The complex pattern left by liquid water flowing through sand under Martian atmospheric pressure.
M. Masse
We now know that there is liquid water on the surface of Mars. Streaks of dark material stream down crater walls, appearing and disappearing with the seasons. Imaging from orbit has confirmed that these features contain hydrated salts, leading researchers to conclude that the water took the form of a salty brine, which would prevent it from evaporating instantly in Mars’ cold, thin atmosphere.
But a new paper released today suggests we may want to revisit the role of brine. The international team behind it tested what would happen if pure water flowed through sand under Martian conditions. Some of the water quickly boiled away, but it managed to spread a little further than expected and showed features similar to some captured from orbit.
There are some challenges to figuring out what’s happening on Mars.
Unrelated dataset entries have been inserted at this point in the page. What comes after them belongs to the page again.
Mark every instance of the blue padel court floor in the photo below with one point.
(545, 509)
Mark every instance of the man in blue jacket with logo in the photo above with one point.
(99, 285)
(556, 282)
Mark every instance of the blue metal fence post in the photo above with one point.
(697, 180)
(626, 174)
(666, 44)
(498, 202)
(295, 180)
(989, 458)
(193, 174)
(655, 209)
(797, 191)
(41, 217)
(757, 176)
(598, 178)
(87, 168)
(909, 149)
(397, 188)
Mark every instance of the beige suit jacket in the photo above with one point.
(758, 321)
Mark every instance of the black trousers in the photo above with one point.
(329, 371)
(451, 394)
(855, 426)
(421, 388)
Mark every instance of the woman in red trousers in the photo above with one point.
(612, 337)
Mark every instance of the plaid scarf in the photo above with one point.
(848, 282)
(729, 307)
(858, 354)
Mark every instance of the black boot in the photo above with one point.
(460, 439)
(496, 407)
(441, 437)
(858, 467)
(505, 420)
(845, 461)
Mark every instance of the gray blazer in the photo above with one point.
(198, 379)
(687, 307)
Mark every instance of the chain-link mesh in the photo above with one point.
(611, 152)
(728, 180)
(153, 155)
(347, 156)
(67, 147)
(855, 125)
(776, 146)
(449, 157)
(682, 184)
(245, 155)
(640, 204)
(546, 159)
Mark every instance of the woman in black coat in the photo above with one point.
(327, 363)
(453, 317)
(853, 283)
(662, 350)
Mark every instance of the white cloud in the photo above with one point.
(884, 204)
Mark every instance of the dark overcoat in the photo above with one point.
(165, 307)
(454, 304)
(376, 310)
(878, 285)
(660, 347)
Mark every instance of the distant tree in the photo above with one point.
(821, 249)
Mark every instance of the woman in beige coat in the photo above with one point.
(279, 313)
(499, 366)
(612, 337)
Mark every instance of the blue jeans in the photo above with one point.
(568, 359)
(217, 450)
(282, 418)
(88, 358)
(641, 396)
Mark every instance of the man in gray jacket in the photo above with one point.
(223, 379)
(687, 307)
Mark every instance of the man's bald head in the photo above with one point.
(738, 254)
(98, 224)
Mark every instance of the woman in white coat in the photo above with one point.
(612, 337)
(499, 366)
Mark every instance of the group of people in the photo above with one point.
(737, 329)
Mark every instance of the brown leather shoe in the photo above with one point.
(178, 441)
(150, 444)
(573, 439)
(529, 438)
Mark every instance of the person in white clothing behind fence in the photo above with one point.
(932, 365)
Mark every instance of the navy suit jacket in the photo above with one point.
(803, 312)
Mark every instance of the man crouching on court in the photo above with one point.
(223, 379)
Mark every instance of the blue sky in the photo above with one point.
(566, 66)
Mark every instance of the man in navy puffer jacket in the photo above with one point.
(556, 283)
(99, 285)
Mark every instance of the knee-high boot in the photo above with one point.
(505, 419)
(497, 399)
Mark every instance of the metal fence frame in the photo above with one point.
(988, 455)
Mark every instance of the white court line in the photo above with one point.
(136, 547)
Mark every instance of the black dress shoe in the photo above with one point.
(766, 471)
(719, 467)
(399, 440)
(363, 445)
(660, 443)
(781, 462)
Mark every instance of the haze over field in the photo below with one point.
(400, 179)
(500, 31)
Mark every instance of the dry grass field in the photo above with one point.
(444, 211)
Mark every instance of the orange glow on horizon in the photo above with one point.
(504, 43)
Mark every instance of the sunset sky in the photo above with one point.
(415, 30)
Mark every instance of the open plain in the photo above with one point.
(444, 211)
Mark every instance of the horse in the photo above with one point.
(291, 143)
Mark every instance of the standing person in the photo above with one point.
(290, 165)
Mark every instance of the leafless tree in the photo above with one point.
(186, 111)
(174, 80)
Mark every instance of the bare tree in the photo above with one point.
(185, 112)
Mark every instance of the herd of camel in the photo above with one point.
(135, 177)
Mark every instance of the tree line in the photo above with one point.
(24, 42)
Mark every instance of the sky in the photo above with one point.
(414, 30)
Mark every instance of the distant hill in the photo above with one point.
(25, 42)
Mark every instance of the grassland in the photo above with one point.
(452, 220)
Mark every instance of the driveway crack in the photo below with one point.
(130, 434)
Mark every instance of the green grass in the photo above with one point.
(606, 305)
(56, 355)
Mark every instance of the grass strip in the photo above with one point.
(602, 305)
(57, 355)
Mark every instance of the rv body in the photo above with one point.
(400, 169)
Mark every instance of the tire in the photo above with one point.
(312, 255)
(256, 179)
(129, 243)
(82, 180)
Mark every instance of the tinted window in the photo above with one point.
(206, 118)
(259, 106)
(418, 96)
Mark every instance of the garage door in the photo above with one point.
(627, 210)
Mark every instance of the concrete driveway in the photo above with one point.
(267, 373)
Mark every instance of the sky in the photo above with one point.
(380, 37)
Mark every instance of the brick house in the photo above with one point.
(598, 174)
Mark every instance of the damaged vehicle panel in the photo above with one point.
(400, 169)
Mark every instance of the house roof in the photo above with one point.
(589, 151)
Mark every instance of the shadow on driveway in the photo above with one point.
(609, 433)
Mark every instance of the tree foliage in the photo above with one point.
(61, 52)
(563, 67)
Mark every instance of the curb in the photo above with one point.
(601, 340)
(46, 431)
The first is that we don’t have any hardware near where the watery features form; all of our direct exploration must take place from orbit. Another challenge is that we do not know the nature of the water. At the pressure of Mars, pure water could boil at temperatures reached during the day and freeze at night, while salts could keep it liquid at prevailing temperatures.
The team behind the new work decided it could get a sense of what might be going on using a small-scale model. They took a small block of ice (70 g) and melted it into sand at 20 degrees Celsius; later they repeated the process with a salt-saturated ice cube. The melting happened under Mars-like atmospheric pressure and the sand was set up as a 30-degree downward slope to approach a crater wall.
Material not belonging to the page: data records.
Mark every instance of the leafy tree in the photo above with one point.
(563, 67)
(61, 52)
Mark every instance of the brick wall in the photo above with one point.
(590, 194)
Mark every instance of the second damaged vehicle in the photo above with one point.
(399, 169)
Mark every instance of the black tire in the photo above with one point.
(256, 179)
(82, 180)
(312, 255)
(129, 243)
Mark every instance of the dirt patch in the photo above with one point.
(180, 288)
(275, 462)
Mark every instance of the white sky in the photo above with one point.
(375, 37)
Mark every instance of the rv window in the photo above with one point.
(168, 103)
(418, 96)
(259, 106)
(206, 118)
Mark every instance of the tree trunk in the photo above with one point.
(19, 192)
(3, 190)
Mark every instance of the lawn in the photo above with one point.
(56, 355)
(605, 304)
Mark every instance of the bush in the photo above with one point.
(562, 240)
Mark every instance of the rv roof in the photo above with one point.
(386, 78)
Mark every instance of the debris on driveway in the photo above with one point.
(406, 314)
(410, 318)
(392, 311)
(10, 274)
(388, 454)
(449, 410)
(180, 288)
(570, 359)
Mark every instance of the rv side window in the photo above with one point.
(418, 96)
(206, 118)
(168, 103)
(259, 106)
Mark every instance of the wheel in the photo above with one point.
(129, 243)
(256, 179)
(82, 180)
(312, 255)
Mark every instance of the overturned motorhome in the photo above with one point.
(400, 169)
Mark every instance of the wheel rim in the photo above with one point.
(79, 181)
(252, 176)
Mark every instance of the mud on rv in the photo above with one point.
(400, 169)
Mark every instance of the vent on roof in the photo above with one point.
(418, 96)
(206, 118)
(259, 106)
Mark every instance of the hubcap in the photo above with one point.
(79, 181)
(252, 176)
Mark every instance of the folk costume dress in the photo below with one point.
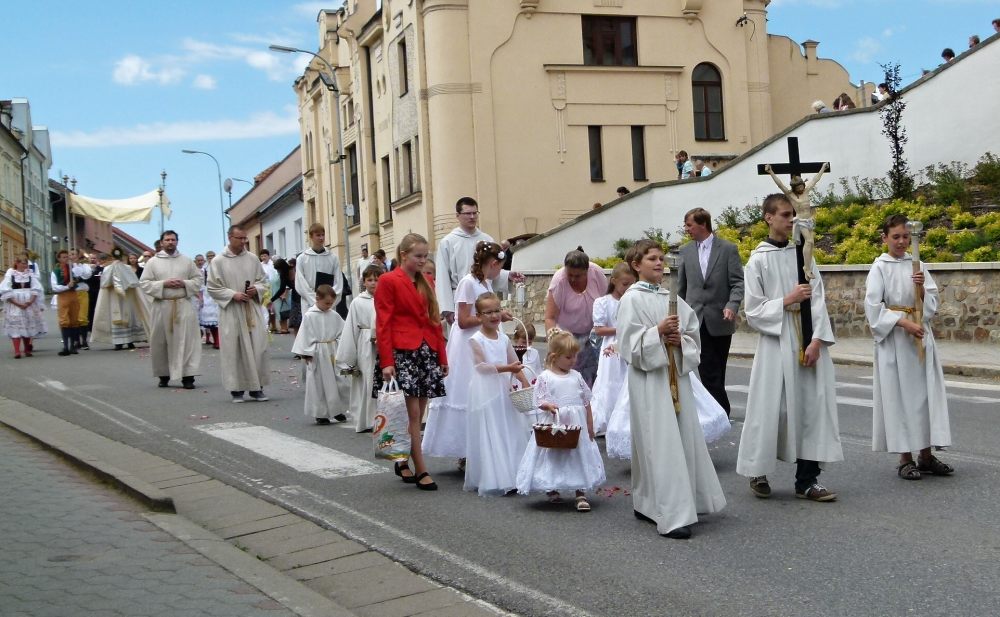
(357, 351)
(444, 435)
(120, 317)
(673, 478)
(174, 337)
(791, 409)
(910, 404)
(556, 469)
(317, 338)
(497, 435)
(611, 368)
(21, 287)
(243, 330)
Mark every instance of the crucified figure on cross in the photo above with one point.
(798, 194)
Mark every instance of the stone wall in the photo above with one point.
(970, 300)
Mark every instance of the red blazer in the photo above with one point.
(401, 320)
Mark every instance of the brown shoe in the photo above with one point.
(816, 493)
(759, 487)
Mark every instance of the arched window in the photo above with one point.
(706, 86)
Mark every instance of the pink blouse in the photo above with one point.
(576, 310)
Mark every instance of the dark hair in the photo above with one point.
(577, 260)
(483, 297)
(465, 201)
(772, 201)
(893, 221)
(485, 251)
(325, 291)
(372, 270)
(700, 216)
(638, 251)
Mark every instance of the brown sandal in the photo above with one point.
(908, 471)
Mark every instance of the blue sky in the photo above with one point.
(124, 86)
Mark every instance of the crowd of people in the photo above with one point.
(627, 358)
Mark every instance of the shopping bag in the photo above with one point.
(712, 417)
(391, 436)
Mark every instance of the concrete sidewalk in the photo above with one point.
(255, 558)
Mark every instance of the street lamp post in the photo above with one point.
(332, 86)
(222, 205)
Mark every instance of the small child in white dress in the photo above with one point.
(611, 368)
(496, 435)
(561, 391)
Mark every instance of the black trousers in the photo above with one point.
(714, 356)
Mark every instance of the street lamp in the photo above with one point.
(222, 207)
(331, 84)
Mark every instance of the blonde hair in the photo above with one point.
(405, 246)
(561, 343)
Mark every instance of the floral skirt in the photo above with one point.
(418, 373)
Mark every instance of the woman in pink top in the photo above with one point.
(570, 306)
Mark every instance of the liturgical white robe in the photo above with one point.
(175, 339)
(242, 328)
(317, 339)
(455, 255)
(791, 409)
(357, 350)
(910, 404)
(673, 478)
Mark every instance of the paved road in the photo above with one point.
(886, 547)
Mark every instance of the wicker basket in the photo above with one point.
(566, 438)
With pure water, some of it eventually wetted the sand, darkening it slightly (similar to the appearance of the seasonal features on Mars). Any water that was not on the surface of grains of sand tended to evaporate, as expected. But the most vigorous boiling occurred just beyond the front of the moistened sand, where it met the atmosphere.
https://www.youtube.com/watch?v=rIdr8KguNGc
Melting ice makes sand dance.
There, the authors calculated that the water vapor would reach speeds of 100 meters per second, which is capable of blowing grains of sand from the surface. This could move grains of sand up to 4mm in diameter and eject them at speeds of about a third of a meter per second. After enough sand was blown away, a trough formed; once that trough was deep enough, the walls of the trough would flow down to restore a gentle slope. This process would continue as long as there was fresh water, creating a repeating cycle of percolation and the dry, granular stream. Over time, this creates a series of ridges and dips along the stream’s path.
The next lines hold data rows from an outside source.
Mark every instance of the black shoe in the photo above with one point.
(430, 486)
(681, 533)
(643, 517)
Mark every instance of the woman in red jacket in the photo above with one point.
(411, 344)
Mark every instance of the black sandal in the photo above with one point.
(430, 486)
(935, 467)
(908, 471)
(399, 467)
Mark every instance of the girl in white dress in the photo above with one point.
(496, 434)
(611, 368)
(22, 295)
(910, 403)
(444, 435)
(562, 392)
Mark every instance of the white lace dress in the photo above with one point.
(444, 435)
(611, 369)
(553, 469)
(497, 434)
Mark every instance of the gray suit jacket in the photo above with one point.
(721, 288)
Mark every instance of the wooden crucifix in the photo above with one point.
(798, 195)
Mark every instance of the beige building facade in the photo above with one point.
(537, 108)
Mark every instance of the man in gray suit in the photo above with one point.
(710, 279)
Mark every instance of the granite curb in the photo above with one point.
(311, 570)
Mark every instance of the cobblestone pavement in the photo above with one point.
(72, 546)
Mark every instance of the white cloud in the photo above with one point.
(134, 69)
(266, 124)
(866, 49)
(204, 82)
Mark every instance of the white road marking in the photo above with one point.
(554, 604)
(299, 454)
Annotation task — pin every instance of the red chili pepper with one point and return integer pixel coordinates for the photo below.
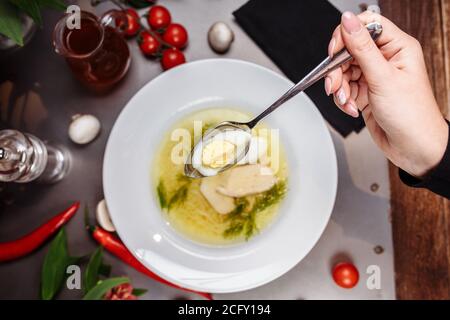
(27, 244)
(113, 244)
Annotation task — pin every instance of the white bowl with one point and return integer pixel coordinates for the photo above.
(133, 205)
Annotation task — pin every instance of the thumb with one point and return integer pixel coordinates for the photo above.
(363, 49)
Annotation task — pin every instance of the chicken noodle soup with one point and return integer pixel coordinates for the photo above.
(228, 208)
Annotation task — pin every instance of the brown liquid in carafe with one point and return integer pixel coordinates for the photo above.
(98, 64)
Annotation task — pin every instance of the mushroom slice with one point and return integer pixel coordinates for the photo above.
(221, 203)
(243, 181)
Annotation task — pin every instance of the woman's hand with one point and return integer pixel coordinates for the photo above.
(388, 83)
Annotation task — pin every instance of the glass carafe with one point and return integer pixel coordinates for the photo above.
(25, 158)
(97, 52)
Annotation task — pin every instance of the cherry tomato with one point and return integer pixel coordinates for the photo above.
(345, 275)
(158, 18)
(176, 35)
(133, 25)
(149, 44)
(171, 58)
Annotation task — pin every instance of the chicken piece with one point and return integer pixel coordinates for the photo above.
(243, 181)
(221, 203)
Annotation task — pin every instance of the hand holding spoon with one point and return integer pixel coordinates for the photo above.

Salt brine, on the other hand, had much less impact. The water spread wider (unsurprisingly, since the water remained rather than boiling off), but did not flow further down. And while brine channels could form channels near where the ice melted, those were the only physical changes in the slope. Very little happened when water or brine flowed under an Earth-like atmosphere.
Overall, the authors conclude that we should not rule out the possibility that liquid water (as opposed to saline brine) plays a role in shaping Martian terrain. “A small amount of liquid water reaching the surface,” they write, “could have a disproportionate geomorphological impact.” That impact, they conclude, is greater than any brine can create.
This doesn’t mean we have the definitive explanation for the features we see on Mars. As mentioned above, those are tens of meters in size; those produced in this model are only tens of centimeters. Since we’re unlikely to be able to imagine that from orbit, we’ll have to wait until we can get hardware there to image them up close and see what the small-scale features look like.
Natural Geosciences2016. DOI: 10.1038/NGEO2706 (About DOIs).